Et là, ça me chicotte : pourquoi est-ce que je m’empresse de rechercher des soutiens dans pleins de situations ? Est-ce que j’ai vraiment besoin des autres pour être bien dans ma peau ?

Blessure d’abandon : qu’est-ce que c’est ?

Nous continuons la série d’épisodes sur les blessures de l’âme. Un petit rappel introductif : le concept nous vient de Lise Bourbeau et est développé dans son essai Les 5 blessures qui empêchent d’être soi-même. Les blessures de l’âme sont des expériences douloureuses que nous aurions vécues pendant notre enfance et qui continuent d’influencer nos réactions et notre personnalité d’adulte. C’est ce que Lise Bourbeau appelle les masques. Nous avons déjà développé les blessures d’humiliation #196 et de rejet #199 ; aujourd’hui, je vous parle de l’abandon.

Quelle est la différence entre la blessure d’abandon et la blessure de rejet ?

Commençons par le commencement : qu’est-ce que l’abandon et en quoi est-ce différent du rejet ? Je vous en parlais dans l’épisode #199 sur le rejet. L’abandon est le fait de quitter quelqu’un ou quelque chose pour aller vers un autre but et de façon définitive. C’est un désengagement : le Larousse le définit comme une renonciation. Alors que le rejet est le rejet de son objet, l’abandon est un départ pour autre chose, pour sa survie. Et ce, pour toujours ou en tous cas pour une longue durée.

Rappelez-vous Lise Bourbeau fait cette distinction. Celui qui rejette utilise l’expression « je ne veux pas » tandis que celui qui abandonne dit plutôt « Je ne peux pas ». C’est une blessure très aigüe car bien qu’elle ne soit pas volontairement dirigée contre nous, elle a une portée très lourde. Puisque la plupart du temps, elle est définitive.

Rappelons-nous que la souffrance d’une blessure de l’âme et son intensité viennent moins de la source de la douleur ou de son auteur que de la manière dont est accueilli l’événement et le ressenti qui en découle. Par exemple, un enfant peut se sentir abandonné lors de la naissance d’un petit frère sans que le parent l’ait abandonné dans les faits. Certains enfants peuvent se sentir abandonnés lorsque leurs parents passent de longues journées au travail et qu’ils sont déposés à leur nounou ou à la crèche. Ou lorsqu’ils sont déposés à leurs grands-parents pendant les congés. Ce qui compte, c’est la manière dont sont vécues ces expériences, plus que les expériences en elles-mêmes.

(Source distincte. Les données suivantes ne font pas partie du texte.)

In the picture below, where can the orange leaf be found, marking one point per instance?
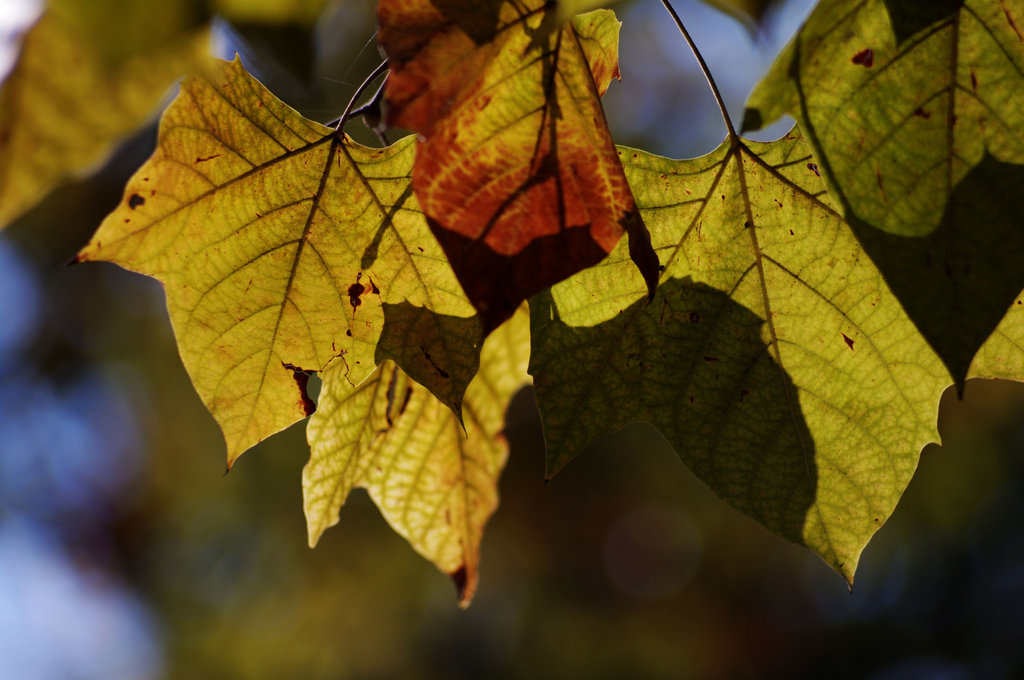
(516, 171)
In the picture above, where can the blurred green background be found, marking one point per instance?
(125, 553)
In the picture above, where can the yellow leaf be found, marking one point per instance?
(88, 74)
(283, 245)
(434, 483)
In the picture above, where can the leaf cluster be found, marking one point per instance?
(785, 313)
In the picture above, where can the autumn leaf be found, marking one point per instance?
(87, 75)
(280, 244)
(773, 356)
(302, 12)
(915, 113)
(435, 483)
(516, 170)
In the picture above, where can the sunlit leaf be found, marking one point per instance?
(915, 112)
(773, 356)
(435, 483)
(517, 171)
(87, 75)
(280, 244)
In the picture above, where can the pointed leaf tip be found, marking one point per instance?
(741, 360)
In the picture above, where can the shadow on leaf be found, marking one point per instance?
(693, 365)
(957, 282)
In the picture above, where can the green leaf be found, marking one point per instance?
(279, 243)
(88, 74)
(435, 483)
(773, 356)
(915, 114)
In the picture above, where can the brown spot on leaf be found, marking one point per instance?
(354, 291)
(301, 377)
(864, 57)
(1010, 19)
(440, 372)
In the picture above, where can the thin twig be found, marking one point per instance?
(733, 137)
(339, 122)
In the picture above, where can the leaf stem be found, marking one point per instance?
(733, 137)
(339, 122)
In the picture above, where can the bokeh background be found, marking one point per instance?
(126, 553)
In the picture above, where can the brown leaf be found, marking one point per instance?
(516, 170)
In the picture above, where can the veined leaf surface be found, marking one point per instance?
(87, 75)
(915, 114)
(279, 243)
(773, 356)
(517, 171)
(435, 482)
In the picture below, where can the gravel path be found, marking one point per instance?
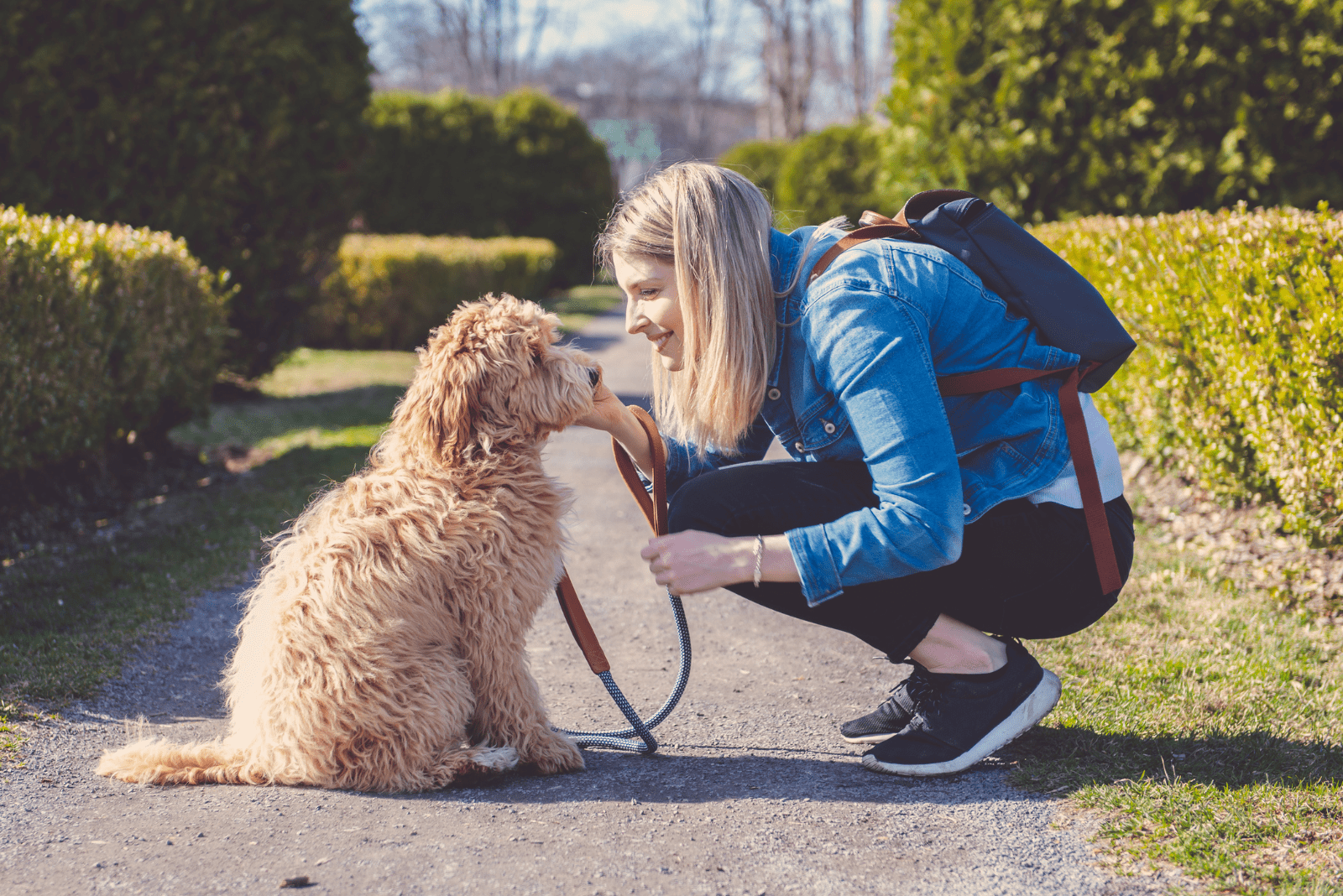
(752, 793)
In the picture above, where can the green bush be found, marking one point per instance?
(833, 172)
(389, 291)
(233, 123)
(521, 165)
(760, 161)
(433, 165)
(1058, 107)
(104, 331)
(1237, 381)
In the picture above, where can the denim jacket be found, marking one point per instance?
(856, 378)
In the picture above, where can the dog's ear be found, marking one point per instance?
(440, 412)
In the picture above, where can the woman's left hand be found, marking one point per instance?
(691, 561)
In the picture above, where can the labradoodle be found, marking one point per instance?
(383, 645)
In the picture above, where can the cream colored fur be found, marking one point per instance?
(383, 645)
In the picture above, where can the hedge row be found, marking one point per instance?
(1237, 381)
(458, 165)
(836, 170)
(104, 331)
(232, 123)
(389, 291)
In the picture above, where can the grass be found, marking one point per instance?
(1202, 721)
(1208, 726)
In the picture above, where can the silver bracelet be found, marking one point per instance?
(759, 558)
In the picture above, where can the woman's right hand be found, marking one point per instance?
(609, 414)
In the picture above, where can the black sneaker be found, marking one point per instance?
(960, 719)
(892, 715)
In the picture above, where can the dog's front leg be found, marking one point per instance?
(508, 705)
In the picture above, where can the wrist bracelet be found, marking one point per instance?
(759, 558)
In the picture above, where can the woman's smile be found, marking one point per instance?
(651, 305)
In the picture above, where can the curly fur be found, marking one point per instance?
(386, 635)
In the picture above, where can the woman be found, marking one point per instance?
(917, 522)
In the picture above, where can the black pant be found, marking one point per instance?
(1025, 570)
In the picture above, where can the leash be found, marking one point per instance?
(656, 511)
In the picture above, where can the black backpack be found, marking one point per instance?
(1034, 282)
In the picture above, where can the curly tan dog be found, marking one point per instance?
(386, 636)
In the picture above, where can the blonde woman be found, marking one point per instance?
(913, 522)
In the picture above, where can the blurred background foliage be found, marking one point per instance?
(233, 123)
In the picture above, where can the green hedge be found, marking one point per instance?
(520, 165)
(104, 331)
(1237, 381)
(389, 291)
(1058, 107)
(233, 123)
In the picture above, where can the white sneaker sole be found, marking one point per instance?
(1022, 719)
(870, 738)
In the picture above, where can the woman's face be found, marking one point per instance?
(651, 305)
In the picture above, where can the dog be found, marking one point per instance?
(383, 647)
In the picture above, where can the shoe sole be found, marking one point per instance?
(872, 738)
(1021, 721)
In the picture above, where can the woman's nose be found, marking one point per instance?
(633, 320)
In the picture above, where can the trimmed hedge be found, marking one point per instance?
(1237, 381)
(104, 331)
(389, 291)
(233, 123)
(1058, 107)
(521, 165)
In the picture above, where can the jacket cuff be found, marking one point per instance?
(816, 566)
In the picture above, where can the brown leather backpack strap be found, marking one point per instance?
(655, 510)
(854, 237)
(579, 627)
(1084, 467)
(1079, 445)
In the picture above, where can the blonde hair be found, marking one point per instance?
(713, 227)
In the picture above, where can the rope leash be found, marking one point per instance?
(656, 511)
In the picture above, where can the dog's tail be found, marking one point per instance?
(154, 761)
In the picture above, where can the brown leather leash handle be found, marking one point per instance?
(1079, 445)
(655, 508)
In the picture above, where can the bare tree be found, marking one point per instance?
(859, 56)
(483, 46)
(789, 58)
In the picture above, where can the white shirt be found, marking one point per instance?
(1064, 490)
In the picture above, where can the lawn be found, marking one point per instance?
(1199, 719)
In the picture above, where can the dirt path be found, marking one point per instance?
(752, 793)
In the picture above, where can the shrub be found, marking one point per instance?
(389, 291)
(1237, 381)
(104, 331)
(433, 165)
(1058, 107)
(759, 160)
(232, 123)
(833, 172)
(521, 165)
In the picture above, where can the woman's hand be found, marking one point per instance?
(608, 414)
(692, 561)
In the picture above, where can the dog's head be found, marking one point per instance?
(492, 378)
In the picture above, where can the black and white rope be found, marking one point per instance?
(621, 739)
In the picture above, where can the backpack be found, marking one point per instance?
(1068, 311)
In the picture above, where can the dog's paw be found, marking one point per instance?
(496, 758)
(555, 754)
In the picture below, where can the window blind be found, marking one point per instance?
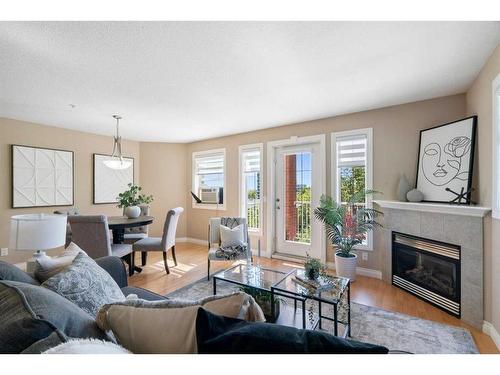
(351, 151)
(251, 161)
(210, 164)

Quand commence la blessure d’abandon

La blessure d’abandon est le plus souvent vécue avec le parent de sexe opposé. Lise Bourbeau observe que le silence du parent de sexe opposé est souvent vécu comme un abandon. Le parent de même sexe peut avoir pris le dessus dans l’éducation et l’accompagnement de l’enfant qui se sent délaissé par l’autre parent. Lise Bourbeau a rencontré quantités de personnes lui rapportant qu’elles pensaient qu’elles n’intéressaient pas leur parent de sexe opposé. Ce qui est particulièrement aigu avec cette blessure c’est que souvent elle s’accompagne d’un sentiment d’être rejeté par le parent de même sexe. En gros, mon parent qui est de même sexe peut temporairement prendre un peu de distance et je me sens rejeté. Tandis que mon autre parent ne s’intéresse pas à moi et je me sens abandonné. Ces deux blessures vont souvent de paire et s’accompagnent d’une grande souffrance.

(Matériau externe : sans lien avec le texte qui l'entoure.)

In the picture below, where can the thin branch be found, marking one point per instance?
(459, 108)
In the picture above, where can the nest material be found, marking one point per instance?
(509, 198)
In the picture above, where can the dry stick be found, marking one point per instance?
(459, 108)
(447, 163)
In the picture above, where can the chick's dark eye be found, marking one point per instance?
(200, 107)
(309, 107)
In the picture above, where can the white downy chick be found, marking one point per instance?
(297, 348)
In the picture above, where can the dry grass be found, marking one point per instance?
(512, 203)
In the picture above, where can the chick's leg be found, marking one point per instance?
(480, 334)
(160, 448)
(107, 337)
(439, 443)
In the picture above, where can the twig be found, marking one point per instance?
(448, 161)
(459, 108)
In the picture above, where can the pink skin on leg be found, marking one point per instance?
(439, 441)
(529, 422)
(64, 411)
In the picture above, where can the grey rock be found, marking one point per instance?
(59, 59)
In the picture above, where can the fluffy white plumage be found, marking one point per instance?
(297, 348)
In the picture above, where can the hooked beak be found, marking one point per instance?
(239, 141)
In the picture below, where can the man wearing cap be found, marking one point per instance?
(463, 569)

Les personnes qui souffrent de la blessure d’abandon sentent que leur réservoir affectif n’est pas assez rempli.

Les mécanismes d’autodéfense de la blessure d’abandon

Selon Lise Bourbeau, le masque désigne l’ensemble des comportements et attitudes qu’un individu souffrant d’une blessure de l’âme déploie pour éviter de ressentir de la souffrance. C’est en quelque sorte sa protection. Le masque de la blessure d’abandon est celui du dépendant.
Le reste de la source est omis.